Я совсем забыла записать финал драмы Лотти – она влюблена в пастуха из Торп-ле-Сокена[230]! Это выяснилось в результате многочасового бурного спора с Нелли. Это все объясняет и оправдывает, так что мы по личным соображениям очень довольны. Однако несчастной бедняжке Карин куда хуже: ей во время операции задели лицевой нерв, и теперь ее лицо наполовину парализовано[231]. Насколько я понимаю, она не может толком говорить. Она отказывается видеть детей, боясь напугать их. Очередной удар судьбы, вероятно, может отправить ее в нокаут, если только она каким-то образом не найдет выход, как это обычно бывает у других людей. Мое отношение к Карин смягчается. Я задумываюсь о ее мужестве. Но как же быстро проходит сильное чувство симпатии, а она вновь становится человеком, которого постоянно и просто мысленно жалеешь. Однако потом симпатия возродится, ведь мы живем на Тависток-сквер, по соседству, и любая встреча лишь усугубит страх за свое собственное лицо.
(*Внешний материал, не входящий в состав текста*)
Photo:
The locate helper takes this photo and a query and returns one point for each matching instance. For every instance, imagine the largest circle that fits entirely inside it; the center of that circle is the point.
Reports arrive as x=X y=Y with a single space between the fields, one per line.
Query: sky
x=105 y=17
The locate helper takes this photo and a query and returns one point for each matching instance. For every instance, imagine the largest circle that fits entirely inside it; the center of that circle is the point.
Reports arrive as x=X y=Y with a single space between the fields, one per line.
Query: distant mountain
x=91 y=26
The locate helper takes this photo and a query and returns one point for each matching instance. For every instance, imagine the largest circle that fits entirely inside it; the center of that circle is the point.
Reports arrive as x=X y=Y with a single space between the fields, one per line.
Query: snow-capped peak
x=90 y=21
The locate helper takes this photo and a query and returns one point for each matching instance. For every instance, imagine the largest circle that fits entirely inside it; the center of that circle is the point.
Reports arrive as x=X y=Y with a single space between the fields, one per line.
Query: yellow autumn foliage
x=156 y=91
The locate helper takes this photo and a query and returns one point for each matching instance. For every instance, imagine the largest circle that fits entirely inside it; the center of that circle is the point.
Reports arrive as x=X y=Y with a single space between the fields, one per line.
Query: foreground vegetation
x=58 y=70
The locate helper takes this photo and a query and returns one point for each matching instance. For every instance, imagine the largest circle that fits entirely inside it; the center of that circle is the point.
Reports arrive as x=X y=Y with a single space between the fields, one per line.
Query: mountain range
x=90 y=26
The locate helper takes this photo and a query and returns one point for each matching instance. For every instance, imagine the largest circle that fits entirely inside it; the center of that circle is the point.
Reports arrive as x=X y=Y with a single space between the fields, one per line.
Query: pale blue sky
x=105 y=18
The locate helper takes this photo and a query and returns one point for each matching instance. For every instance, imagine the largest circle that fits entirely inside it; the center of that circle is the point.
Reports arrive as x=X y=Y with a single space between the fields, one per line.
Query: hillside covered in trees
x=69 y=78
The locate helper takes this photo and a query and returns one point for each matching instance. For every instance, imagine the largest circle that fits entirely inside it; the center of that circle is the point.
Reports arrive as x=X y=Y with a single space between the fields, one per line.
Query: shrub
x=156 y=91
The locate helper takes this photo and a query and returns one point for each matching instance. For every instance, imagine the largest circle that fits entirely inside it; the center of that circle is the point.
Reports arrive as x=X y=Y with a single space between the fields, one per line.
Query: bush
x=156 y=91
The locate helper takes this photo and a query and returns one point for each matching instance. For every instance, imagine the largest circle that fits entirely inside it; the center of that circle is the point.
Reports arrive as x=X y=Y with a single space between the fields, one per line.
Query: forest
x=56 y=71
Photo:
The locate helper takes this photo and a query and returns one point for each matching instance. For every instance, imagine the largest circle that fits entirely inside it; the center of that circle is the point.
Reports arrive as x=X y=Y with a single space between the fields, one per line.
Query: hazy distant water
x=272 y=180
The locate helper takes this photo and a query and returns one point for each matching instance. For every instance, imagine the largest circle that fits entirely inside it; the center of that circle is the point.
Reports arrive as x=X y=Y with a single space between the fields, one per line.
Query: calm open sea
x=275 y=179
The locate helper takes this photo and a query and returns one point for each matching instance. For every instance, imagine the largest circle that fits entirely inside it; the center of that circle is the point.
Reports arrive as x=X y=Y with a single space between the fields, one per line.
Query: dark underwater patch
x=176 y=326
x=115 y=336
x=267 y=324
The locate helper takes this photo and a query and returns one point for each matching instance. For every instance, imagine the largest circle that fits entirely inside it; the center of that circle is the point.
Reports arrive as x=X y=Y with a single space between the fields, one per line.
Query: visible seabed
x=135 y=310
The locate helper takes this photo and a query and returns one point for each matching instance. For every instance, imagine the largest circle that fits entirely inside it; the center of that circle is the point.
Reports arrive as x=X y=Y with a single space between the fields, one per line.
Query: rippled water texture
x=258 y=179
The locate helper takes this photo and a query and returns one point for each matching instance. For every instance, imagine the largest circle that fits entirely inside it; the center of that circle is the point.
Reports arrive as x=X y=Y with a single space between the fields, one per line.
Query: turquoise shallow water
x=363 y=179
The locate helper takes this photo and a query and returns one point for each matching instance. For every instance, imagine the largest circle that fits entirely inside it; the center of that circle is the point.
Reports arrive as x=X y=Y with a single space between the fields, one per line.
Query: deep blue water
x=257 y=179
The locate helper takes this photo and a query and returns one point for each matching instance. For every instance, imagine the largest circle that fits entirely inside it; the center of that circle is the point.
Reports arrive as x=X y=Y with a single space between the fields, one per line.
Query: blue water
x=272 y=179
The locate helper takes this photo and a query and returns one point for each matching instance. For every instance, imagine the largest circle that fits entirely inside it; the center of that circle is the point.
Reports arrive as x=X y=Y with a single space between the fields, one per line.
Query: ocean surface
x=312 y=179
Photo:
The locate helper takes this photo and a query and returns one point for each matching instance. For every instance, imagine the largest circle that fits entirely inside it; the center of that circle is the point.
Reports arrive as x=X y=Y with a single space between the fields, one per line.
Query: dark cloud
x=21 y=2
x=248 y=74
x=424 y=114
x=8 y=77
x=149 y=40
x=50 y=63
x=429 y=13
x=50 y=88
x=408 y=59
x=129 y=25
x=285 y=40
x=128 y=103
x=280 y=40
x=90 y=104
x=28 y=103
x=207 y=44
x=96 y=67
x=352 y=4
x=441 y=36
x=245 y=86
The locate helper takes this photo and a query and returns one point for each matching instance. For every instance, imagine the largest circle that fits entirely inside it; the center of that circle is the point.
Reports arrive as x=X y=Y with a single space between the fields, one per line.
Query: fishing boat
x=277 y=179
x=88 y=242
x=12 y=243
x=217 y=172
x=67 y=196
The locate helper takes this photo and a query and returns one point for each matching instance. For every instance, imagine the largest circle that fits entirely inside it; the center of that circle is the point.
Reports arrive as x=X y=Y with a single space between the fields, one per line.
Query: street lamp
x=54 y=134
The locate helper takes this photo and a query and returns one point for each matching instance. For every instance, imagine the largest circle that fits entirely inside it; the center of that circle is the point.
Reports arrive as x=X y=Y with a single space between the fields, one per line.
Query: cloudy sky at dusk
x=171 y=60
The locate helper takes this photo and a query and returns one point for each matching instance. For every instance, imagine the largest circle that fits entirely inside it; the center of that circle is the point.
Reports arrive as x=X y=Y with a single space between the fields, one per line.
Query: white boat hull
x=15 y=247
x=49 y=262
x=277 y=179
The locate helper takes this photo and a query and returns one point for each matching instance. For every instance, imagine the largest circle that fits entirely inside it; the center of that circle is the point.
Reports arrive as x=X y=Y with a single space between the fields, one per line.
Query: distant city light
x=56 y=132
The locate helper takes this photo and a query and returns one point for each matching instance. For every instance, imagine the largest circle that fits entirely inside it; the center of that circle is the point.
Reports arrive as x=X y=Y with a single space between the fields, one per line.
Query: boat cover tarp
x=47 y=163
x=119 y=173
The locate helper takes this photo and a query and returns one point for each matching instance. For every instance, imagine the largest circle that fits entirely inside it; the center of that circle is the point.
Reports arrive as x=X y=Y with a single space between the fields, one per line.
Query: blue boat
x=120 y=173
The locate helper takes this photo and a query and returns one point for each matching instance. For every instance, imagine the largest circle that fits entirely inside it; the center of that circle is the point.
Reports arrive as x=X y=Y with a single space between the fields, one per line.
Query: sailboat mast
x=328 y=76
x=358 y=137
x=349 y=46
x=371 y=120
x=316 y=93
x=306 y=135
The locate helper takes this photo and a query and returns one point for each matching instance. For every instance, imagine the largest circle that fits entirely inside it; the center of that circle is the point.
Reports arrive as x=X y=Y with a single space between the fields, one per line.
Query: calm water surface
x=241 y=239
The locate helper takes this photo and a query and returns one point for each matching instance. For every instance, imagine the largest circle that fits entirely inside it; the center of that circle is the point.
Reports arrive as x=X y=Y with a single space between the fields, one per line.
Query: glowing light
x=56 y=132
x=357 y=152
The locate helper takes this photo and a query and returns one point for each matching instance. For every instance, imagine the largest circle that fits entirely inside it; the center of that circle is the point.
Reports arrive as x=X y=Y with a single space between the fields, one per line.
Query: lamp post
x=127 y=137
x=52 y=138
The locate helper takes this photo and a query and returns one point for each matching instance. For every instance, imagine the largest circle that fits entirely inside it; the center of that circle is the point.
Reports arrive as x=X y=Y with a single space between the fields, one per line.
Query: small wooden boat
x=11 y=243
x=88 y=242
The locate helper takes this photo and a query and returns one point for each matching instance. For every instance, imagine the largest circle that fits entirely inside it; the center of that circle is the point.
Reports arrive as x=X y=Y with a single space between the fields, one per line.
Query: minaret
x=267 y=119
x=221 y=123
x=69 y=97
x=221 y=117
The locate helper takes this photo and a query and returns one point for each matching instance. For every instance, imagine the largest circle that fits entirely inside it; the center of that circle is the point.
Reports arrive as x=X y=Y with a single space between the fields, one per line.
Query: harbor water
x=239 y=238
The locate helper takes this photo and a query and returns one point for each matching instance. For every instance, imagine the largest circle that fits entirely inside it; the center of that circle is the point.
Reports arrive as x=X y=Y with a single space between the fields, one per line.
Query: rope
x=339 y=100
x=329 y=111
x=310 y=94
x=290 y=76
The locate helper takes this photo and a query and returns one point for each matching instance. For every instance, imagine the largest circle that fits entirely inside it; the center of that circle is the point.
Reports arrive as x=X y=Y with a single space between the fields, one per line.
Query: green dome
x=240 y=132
Вулфы вернулись на Тависток-сквер в пятницу 2 октября. К понедельнику Вирджиния почувствовала себя настолько плохо, что ей вызвали врача, Элинор Рендел, и до конца ноября она болела, то лежала, то вставала, время от времени совершала прогулки или поездки с Леонардом и принимала очень ограниченное число посетителей. Ей удалось написать эссе “О болезни” для “New Criterion” Т.С. Элиота, а также несколько рецензий для “Nation & Athenaeum”.

27 ноября, пятница.

Какая пустота! По возвращении я рухнула в постель – вернее, Элли[232] уложила меня, – и так пролежала полдня. Мой первый вечер вне дома будет на следующей неделе, когда я пойду на балет. Один посетитель в день. Еще два дня назад я ложилась спать в пять вечера. Так что гости опять стали для меня висящими на стенах портретами. В целом я не была несчастна, но и счастьем это не назвать; слишком сильный дискомфорт; недомогание (лечится немедленным приемом пищи); пульсирующая боль в затылке, как будто грызут крысы; один или два приступа страха; а еще усталость всего тела – оно лежало словно мятый халат. Порой я чувствовала себя старой и немощной. Мадж[233] умерла. Покопавшись в своих чувствах, я не нашла ничего лучше старых листьев. Ее письма уничтожили реальность, растратили блеск и тепло. Отвратительное время, которое выедает сердце и оставляет тело. Насколько мне известно, в Хайгейте ее похоронили с охапкой веток. Я подъехала к воротам и увидела, как Несса и Леонард, словно пара набитых чучел, вошли внутрь.

Иногда я гуляю аж до Оксфорд-стрит; пока, правда, только один раз; а что насчет разговоров? Дважды приезжала Вита. Она обречена уехать в Персию[234], и я так сильно переживала по этому поводу (боялась потерять связь на 5 лет), что пришла к выводу: я искренне ее люблю. Есть какое-то очарование, с которым приходится считаться, в том, что мы мало знакомы; в ее аристократизме (хотя Рэймонд говорит: «Но она же наполовину деревенщина…») и лести. И все же после просеивания и фильтрации многое, я уверена, останется. Остаться ли мне у нее? Поедем ли мы в Чарльстон на Рождество? Самое лучшее в этих болезнях то, что они разрыхляют землю вокруг корней. Они вносят изменения. Люди выражают свою привязанность. Несса хочет, чтобы мы приехали на праздники… Я и правда виделась с ней и Дунканом чаще, чем в предыдущие месяцы. Заходила Гвен; она грозит развалиться; ее добродушие, прямота и ограниченность выражаются в потоке слез, как будто вылетают скрепляющие конструкцию гвозди; обрушившиеся трагедии на мгновение собрали ее воедино, но вдруг она ломается и рассказывает мне то, что никому не говорила. Она находит во мне понимание. Думаю, Гвен влюбилась, или это Маршан[235] влюбился, но я не хочу ничего знать.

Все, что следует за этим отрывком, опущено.